After a stuttering start, Germany's jabs campaign has kicked into high gear in recent weeks as vaccine supplies increased and general practitioners joined the effort alongside vaccination centres.
Germany last week hit a fresh record when it vaccinated more than 1.35 million in a single day.
Overall, 37 percent of adults in Germany, Europe's most populous country, have now had their first jab. More than 11 percent are fully vaccinated.
Spahn said Germany had been right to prioritise the most vulnerable at the start of the vaccination campaign, saying it had "saved lives".
But given the fast progress of the vaccination campaign, "we can now plan the next step", he added.
"Even when the prioritisation is lifted that doesn't mean anyone who wants to can get vaccinated in June," he told reporters. Doctors and vaccination centres were still working their way through the current priority group, he said.
"But I can say that anyone in Germany who wants to be vaccinated to protect themselves and others, will get an offer."

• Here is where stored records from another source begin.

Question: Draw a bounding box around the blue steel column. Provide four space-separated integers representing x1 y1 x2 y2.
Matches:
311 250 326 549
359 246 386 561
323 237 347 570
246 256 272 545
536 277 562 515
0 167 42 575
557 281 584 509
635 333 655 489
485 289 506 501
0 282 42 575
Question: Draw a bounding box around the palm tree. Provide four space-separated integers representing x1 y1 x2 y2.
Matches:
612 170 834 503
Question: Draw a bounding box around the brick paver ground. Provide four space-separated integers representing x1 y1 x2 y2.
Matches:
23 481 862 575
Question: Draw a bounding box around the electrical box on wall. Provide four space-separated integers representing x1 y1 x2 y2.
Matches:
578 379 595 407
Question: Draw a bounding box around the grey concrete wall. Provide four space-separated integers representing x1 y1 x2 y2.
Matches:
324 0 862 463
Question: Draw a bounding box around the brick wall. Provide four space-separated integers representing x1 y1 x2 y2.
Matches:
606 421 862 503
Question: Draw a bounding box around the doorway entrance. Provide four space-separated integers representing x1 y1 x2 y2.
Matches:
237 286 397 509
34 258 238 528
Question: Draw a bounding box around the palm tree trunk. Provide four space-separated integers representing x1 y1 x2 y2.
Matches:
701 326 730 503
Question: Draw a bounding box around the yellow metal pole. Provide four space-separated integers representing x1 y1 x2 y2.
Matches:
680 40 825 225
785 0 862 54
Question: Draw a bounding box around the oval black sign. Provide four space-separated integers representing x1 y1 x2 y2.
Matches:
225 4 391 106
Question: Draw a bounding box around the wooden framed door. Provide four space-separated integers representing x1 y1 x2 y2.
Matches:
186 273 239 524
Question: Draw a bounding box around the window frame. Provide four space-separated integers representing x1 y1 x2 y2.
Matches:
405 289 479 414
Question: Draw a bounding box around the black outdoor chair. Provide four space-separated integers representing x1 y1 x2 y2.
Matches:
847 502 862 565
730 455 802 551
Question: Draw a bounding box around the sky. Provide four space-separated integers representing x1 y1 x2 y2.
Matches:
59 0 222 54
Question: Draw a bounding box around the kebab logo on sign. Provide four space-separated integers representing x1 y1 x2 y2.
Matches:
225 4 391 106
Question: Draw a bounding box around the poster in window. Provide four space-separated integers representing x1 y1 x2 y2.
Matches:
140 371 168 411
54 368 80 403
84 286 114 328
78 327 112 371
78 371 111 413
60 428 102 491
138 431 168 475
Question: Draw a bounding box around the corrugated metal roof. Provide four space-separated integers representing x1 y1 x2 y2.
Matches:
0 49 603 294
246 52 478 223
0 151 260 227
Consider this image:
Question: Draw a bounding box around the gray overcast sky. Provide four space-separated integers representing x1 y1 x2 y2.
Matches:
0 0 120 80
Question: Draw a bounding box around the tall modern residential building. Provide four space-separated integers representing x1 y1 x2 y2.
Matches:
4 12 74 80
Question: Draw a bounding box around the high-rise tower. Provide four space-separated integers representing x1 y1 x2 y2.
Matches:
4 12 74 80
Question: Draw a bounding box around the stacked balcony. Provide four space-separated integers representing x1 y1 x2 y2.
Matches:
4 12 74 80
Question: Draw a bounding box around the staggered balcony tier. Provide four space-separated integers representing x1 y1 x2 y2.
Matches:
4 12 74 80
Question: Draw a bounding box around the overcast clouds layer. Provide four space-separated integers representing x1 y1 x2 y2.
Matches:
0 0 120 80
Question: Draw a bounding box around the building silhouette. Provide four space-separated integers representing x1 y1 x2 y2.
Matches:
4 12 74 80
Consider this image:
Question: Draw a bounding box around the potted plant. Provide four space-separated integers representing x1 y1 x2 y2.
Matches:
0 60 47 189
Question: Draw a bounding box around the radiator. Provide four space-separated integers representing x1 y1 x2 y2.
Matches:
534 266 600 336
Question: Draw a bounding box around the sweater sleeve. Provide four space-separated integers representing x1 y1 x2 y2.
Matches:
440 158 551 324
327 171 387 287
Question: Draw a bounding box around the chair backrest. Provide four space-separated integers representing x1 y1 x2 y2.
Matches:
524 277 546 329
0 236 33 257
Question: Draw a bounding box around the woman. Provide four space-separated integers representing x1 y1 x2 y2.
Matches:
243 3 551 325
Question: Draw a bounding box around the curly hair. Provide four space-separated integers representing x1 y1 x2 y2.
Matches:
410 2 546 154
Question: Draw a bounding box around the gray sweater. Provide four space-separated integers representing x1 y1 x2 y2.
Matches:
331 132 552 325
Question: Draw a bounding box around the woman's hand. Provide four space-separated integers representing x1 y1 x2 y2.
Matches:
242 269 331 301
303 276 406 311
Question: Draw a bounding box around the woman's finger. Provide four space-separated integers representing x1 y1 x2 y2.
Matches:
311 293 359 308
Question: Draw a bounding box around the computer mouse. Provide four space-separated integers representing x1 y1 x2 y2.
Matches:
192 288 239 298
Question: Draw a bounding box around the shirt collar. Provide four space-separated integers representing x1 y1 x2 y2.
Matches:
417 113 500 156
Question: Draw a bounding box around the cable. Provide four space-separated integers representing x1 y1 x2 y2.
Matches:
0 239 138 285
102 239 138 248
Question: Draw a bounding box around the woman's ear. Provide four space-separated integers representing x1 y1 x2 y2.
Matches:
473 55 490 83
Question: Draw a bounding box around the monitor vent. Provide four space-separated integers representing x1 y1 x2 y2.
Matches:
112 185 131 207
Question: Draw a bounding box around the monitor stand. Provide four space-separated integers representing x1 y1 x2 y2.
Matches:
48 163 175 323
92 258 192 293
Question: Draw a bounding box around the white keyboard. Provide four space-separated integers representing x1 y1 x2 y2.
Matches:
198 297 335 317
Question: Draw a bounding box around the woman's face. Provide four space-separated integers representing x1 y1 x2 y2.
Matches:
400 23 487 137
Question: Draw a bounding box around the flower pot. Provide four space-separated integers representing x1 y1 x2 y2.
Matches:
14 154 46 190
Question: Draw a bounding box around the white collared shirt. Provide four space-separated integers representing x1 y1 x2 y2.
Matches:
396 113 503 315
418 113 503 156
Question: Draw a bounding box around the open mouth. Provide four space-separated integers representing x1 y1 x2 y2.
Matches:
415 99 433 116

Several German states, including Berlin, Baden-Wuerttemberg and Bavaria, have already gone ahead and scrapped their priority lists from this week. That has left doctor's offices inundated with calls and emails from patients looking to get jabbed.
Germany is currently vaccinating priority group 3, which includes people over 60, those with pre-existing health concerns and people in frontline jobs such as supermarket staff, lawyers and bus drivers.